Całe długie popołudnie i wieczór po II Posiłku strawiłem na dokumentnym, a to jest mało powiedziane, sprzątaniu łazienki. Odkurzaczem, szmatą, szpachelką do skrobania i cienkim... śrubokrętem dotknąłem każdego kącika, każdego zakamarka, rogu i rożku, wszelkich styków i połączeń usuwając różnorakie pozostałości  poremontowe, a przede wszystkim mało ciekawe ślady kilkudziesięcioletniego używania.
Nie ruszyłem tylko sufitu, bo po co, skoro go niedawno malowałem, i opaćkanych halogenów sufitowych, bo czasu, sił i dobrego naturalnego światła nie starczyło. Przy sztucznym się nie dawało, bo stojąc na drabinie pod takim halogenkiem byłem kompletnie oślepiony. Wiem, bo raz podjąłem próbę.
Łazienka nabrała blasku i świeżości i stała się trzecim pełnoprawnym pomieszczeniem do wynajęcia. Zostały do wykonania jakieś drobne uzupełnienia silikonem i skonstruowanie z desek płaszczyzny pokrywającej wannę, podobnie jak w dolnym mieszkaniu, aby wyraźnie dać gościom do zrozumienia, że jest ona nieczynna. Będzie to praca fascynująca, bo inżynierska, i wiem, że efekt będzie równie dobry, jak przy tej pokrywie wykonanej przez Ta Konstrukcja Jest Do Dupy, jeśli nawet nie lepszy.
 
Wieczorem obejrzeliśmy kolejny odcinek Zawód:Amerykanin. Bez problemów, jak wczoraj.
 
ŚRODA (10.04)
No i dzisiaj wstałem o 05.00.
 
A byłem skłonny to zrobić nawet o 04.00.
W żaden sposób nie potrafiłem sobie tego wytłumaczyć. Przypomniałem sobie słowa Syna wypowiedziane wówczas z dużą pretensją: Ale tato! Starsi ludzie tyle nie śpią! No to nie śpię... tyle.
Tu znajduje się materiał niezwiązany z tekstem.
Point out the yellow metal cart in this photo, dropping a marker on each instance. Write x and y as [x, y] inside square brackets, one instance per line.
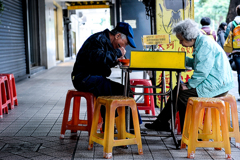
[171, 61]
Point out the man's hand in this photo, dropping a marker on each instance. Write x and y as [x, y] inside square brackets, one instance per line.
[183, 86]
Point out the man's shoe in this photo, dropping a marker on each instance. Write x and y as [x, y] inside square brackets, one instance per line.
[158, 126]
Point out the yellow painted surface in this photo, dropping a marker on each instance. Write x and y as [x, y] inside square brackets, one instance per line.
[160, 59]
[87, 7]
[60, 31]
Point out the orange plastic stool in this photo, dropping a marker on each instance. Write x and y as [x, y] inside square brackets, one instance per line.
[75, 123]
[190, 134]
[177, 124]
[107, 138]
[147, 106]
[234, 129]
[13, 90]
[5, 98]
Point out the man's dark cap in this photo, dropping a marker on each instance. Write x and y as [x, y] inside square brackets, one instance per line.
[126, 29]
[205, 21]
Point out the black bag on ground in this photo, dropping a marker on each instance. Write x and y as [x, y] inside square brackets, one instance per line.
[232, 62]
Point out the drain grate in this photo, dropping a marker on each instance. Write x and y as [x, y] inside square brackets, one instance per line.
[19, 147]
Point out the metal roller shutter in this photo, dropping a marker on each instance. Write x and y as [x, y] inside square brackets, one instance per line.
[12, 43]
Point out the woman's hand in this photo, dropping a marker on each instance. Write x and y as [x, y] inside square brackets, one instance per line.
[122, 50]
[183, 86]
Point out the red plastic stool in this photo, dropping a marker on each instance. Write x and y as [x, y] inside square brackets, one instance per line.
[13, 90]
[75, 123]
[5, 98]
[147, 99]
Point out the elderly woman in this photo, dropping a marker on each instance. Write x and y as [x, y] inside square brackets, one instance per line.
[212, 76]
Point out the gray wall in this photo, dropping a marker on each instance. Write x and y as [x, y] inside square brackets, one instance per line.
[135, 10]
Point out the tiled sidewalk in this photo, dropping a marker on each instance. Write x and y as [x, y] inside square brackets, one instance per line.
[32, 129]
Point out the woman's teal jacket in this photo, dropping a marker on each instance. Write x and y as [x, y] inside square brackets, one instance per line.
[212, 74]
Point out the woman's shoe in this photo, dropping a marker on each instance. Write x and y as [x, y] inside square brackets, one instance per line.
[158, 126]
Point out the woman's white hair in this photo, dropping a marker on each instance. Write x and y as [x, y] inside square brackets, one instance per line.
[187, 28]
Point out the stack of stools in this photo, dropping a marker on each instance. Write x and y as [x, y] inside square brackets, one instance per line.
[13, 91]
[107, 138]
[148, 104]
[75, 123]
[190, 133]
[5, 97]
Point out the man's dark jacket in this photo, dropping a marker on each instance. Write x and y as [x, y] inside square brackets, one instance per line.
[96, 57]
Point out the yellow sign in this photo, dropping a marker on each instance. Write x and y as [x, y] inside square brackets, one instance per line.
[168, 13]
[158, 59]
[155, 39]
[87, 5]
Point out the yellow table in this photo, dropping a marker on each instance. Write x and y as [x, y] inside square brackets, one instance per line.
[156, 61]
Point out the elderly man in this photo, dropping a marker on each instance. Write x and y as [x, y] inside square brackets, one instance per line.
[212, 76]
[99, 53]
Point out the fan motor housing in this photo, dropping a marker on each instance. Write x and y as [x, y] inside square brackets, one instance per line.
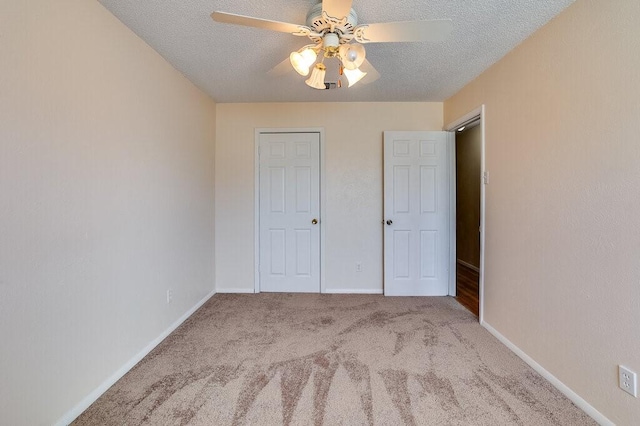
[316, 20]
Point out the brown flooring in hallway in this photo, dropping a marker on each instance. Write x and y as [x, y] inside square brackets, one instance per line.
[468, 289]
Dzisiaj Wnuk-V kończy dwa latka. Ostatnio, gdy rozmawiałem z Córcią, twierdziła, że powoli przebija się do świata i walczy o swoje. Najbliżej ma do siostry. Po szamotaninie i walce potrafi mieć w rączce garść jej włosów. A i przywalić jej byle czym, co ma pod  ręką, też już potrafi. Ona oczywiście nie pozostaje mu dłużna.
Byłem pewien, że z racji różnicy wieku między Synem a Córcią (7 lat) do takich ekscesów między nimi nie dochodziło.
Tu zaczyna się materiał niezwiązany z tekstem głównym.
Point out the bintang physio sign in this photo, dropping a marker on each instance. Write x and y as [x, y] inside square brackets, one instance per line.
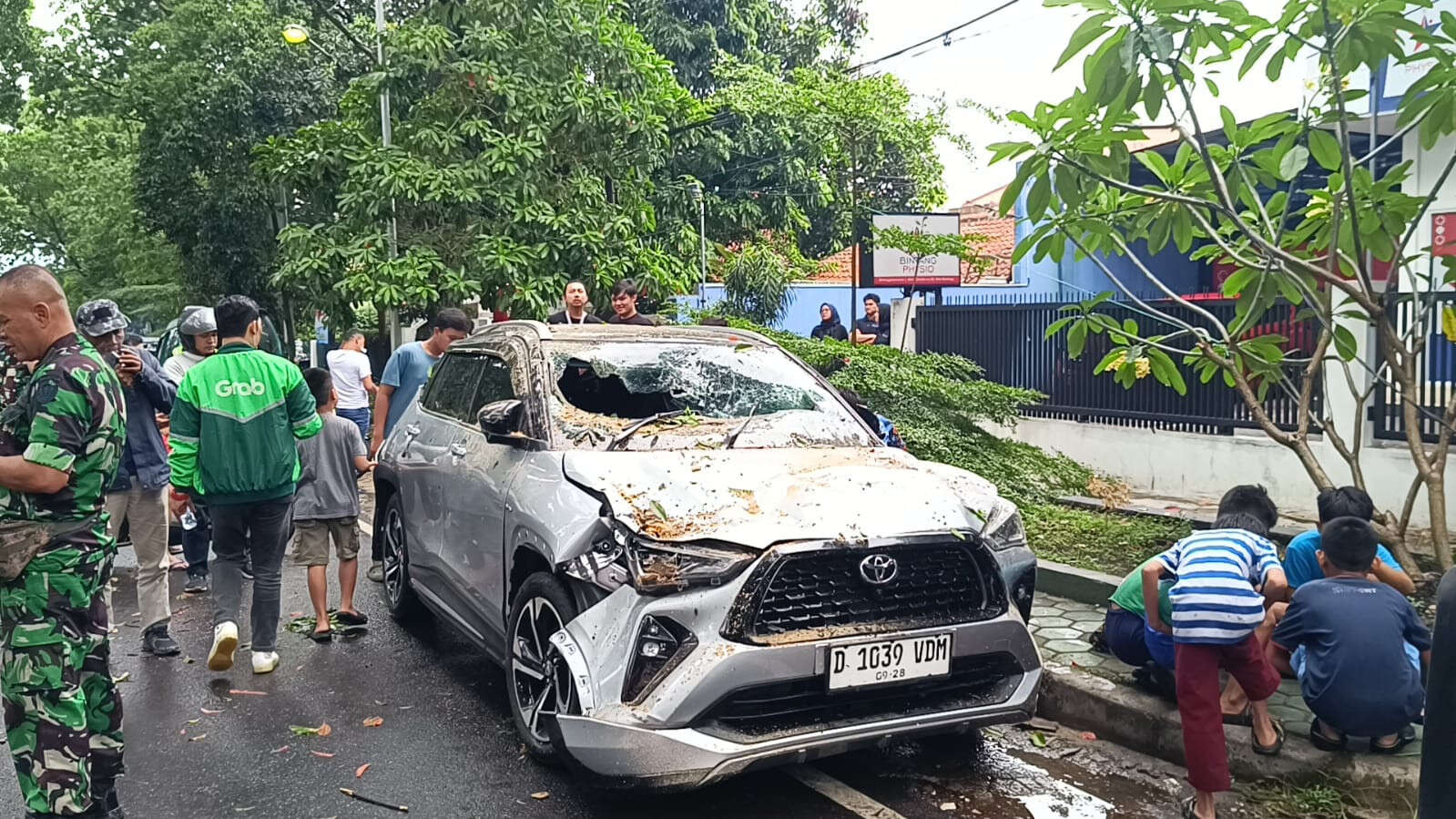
[897, 269]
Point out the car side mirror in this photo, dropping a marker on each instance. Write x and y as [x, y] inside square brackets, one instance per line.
[503, 420]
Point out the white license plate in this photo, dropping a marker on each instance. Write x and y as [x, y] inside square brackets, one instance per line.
[884, 662]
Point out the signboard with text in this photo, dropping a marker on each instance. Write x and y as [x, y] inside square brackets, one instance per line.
[892, 267]
[1443, 233]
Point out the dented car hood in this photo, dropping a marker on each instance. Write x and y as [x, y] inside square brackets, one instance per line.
[759, 497]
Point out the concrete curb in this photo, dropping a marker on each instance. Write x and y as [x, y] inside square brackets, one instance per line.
[1133, 719]
[1081, 585]
[1197, 519]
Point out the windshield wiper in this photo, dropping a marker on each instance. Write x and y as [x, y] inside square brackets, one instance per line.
[733, 436]
[622, 437]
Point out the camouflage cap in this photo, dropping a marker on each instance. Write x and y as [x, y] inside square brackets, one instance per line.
[101, 316]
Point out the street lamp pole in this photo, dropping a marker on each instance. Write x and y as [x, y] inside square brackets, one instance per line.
[294, 34]
[386, 130]
[702, 245]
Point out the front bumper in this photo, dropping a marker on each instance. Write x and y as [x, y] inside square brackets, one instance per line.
[619, 755]
[673, 738]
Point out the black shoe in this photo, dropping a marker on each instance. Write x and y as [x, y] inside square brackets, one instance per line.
[156, 640]
[105, 799]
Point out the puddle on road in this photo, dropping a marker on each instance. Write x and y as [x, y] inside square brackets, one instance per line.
[999, 779]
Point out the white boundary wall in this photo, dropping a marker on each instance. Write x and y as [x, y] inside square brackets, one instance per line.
[1200, 466]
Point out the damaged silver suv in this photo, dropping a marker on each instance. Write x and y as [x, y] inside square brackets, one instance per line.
[693, 558]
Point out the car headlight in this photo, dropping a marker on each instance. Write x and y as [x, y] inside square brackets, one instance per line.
[661, 568]
[1003, 527]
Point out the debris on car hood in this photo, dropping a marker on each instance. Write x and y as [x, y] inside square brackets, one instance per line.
[759, 497]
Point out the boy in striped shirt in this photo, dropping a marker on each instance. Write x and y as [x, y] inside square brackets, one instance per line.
[1225, 578]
- Taaato, oczywiście że się tłukliśmy. - ze śmiechem wyprowadziła mnie z błędu.
Ciekawe, że tego zupełnie nie pamiętam.
 
Rano sporo pisałem, żeby z czystym sumieniem, tym razem względem bloga, dość wcześnie rzucić się do roboty. Odkurzyłem przyszłą kuchnię gości, żeby poruszać się w niej z większą przyjemnością, okleiłem taśmą krawędzie ścian przed gruntowaniem i malowaniem, a to jest zawsze upierdliwe i zaszpachlowałem gładzią gipsową obróbkę drzwi wczoraj wstawionych. To dopiero okazało się upierdliwe z racji trudności z dojściem szpachelką w wąziutkie tereny wokół framugi. 
Upierdliwości zabrały na tyle sił, że zaraz po I Posiłku zaległem na 0,5 godziny. Dodatkowo czkawką odbijała się ta piąta rano.
Niby się zregenerowałem, ale gruntować dałem radę tylko w jakichś 40 % powierzchni. Akurat tak się  składa, że powierzchnia wszystkich ścian i sufitów w kuchni stanowi 100% cukru w cukrze. Ani kawałka boazerii, śladu tapety, które by odjęły z malowania chociaż kilka procent. Dodatkowo pomieszczenie to posiada dwoje drzwi z ich ścianowymi wnękami, co znacznie utrudnia pracę. Bo trzeba się w tym precyzyjnie grzebać. Dwoje drzwi miała jeszcze klubownia, ale za to w niej jakieś 70% stanowiły na etapie malowania boazerie, które po nim nadal stanowią te 70%. Poza tym kuchenny (kuchniowy?) sufit, a raczej sufity (Tajemniczy Dom) stanowią jedną pochyłość, czy stromość, zależy z której strony patrzeć. A to nie ułatwia malowania i wymusza użycia rozkładanej drabiny, żeby dostać się do szczytu. Nie narzekam, tylko tak sobie gadam.
Nic więc dziwnego, że gdy Żona odciągała mnie od tej roboty do różnych drobiazgów, natychmiast chętnie szedłem. Musiała sfotografować sypialnię, a za chwilę klubownię, żeby puścić już coś na fejsie.
Stąd przenosiliśmy wte i wewte różne mebelki, narzędzia i inne takie, żeby dane pomieszczenie wyglądało do ludzi.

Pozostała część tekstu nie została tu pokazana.